Carolina Dieckmmann Worcman (/pt-BR/; /de/; born 16 September 1978) is a Brazilian actress. She has acted in telenovelas since 1993. A 2004 article in the Women's Wear Daily described Dieckmann as one of the "fastest-rising actresses" in Brazil.

She portrayed a person with leukemia in the telenovela Laços de Família; in response 23,000 marrow donations were given after the telenovela aired.

==Personal life==
Dieckmann was born in Rio de Janeiro, Brazil. She is of German descent.

Carolina married Tiago Worcman on May 6, 2007, and they moved to Miami, Florida.
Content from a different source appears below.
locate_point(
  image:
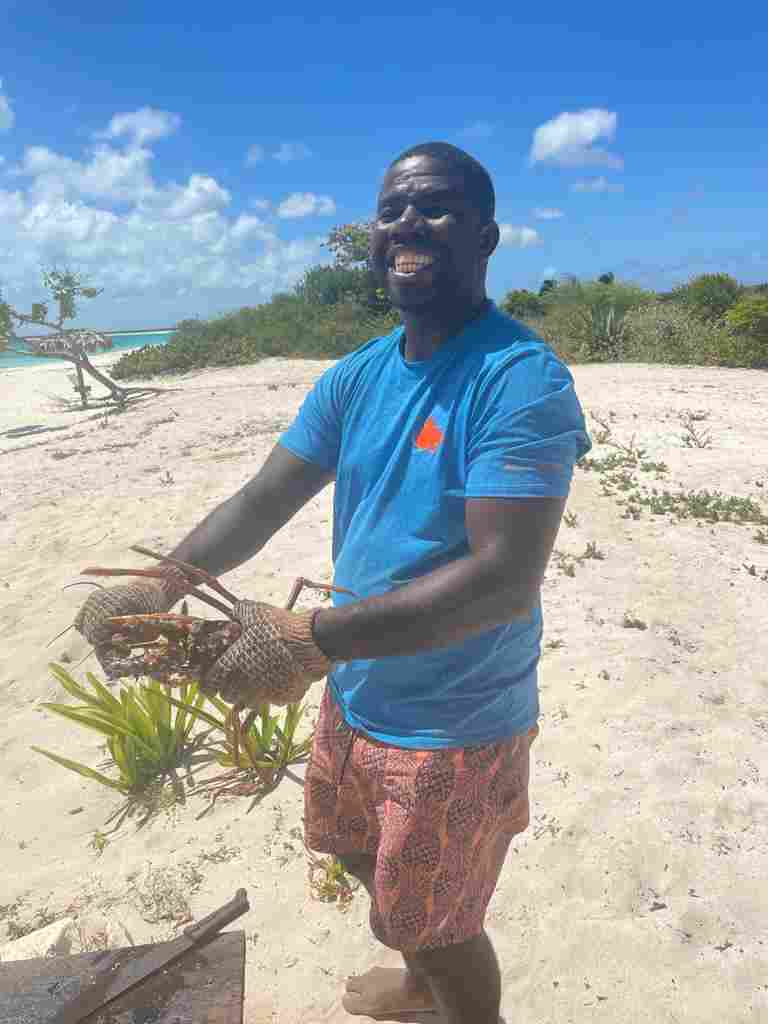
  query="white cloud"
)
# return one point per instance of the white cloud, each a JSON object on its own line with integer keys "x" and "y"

She is demisexual.

== Filmography ==
=== Television ===

| Year | Title | Role | Notes |
| 1993 | Sex Appeal | Cláudia (Claudinha) |  |
| Fera Ferida | Carolina |  |
| 1994 | Tropicaliente | Açucena |  |
| 1995 | Malhação | Juliana Siqueira (July) |  |
| 1996 | Vira-Lata | Renata |  |
| 1997-98 | Por Amor | Catarina Batalha Pereira (Cati) |  |
| Você Decide | Lídia |  |
| 1999 | Raquel |  |
| 2000-01 | Laços de Família | Camila Lacerda Ferrari | Troféu Imprensa for Best Actress Nominated — Melhores do Ano for Best Actress |
| 2001 | Brava Gente | Marina |  |
| 2003 | Mulheres Apaixonadas | Edwiges Batista | Kids' Choice Awards Brazil for Favorite Actress Prêmio Contigo for Best Couple |
| Cena Aberta | Tudinha |  |
| 2004 | Da Cor do Pecado | Julia |  |
| Senhora do Destino | Isabel Esteves Tedesco / Lindalva Ferreira da Silva |  |
Maria do Carmo (Young)
| 2006 | Cobras & Lagartos | Leona Pasquim Montini | Kids' Choice Awards Brazil for Favorite Actress |
| 2008 | Três Irmãs | Suzana Jequitibá Aquila |  |
| 2010-11 | Passione | Diana Rodrigues |  |
| 2011-12 | Fina Estampa | Teodora Bastos da Silva | Nominated – Prêmio Contigo for Best Actress |
| 2012-13 | Salve Jorge | Jéssica Lima da Costa | Nominated – Prêmio Contigo for Best Supporting Actress |
| 2013 | Joia Rara | Iolanda Lopez Hauser |  |
| 2014 | Eu Que Amo Tanto | Zeze |  |
| 2015 | Globo de Ouro Axé | Presenter |  |
| A Regra do Jogo | Lara Ferreira da Silva |  |
| 2017 | Treze Dias Longe do Sol | Marion Rupp |  |
| 2018-19 | O Sétimo Guardião | Afrodite Zerzil |  |
| 2023 | Vai na Fé | Lumiar Lorenzo |  |
| 2023 | Angélica: 50 e Tanto | Herself | Episode: "Mulher" |
| 2025 | Vale Tudo | Leila Cantanhede |  |

=== Film ===

| Year | Title | Role |
|---|---|---|
| 2007 | Onde Andará Dulce Veiga? | Márcia Francisca da Veiga Prado (Márcia Felácio) |
| 2008 | Sexo com Amor? | Luisa |
| 2013 | Sheep's Clothing | Lucia |
| 2014 | Julio Sumiu | Madá |
| 2016 | The Silence of the Sky | Diana |

== Trivia ==
In 2012, the Brazilian government approved two cybercrime bills at once. One of them was named "Lei Dieckmann", meaning "Dieckmann Law", after the law got major traction from an incident where nude photos of her were exposed earlier that year.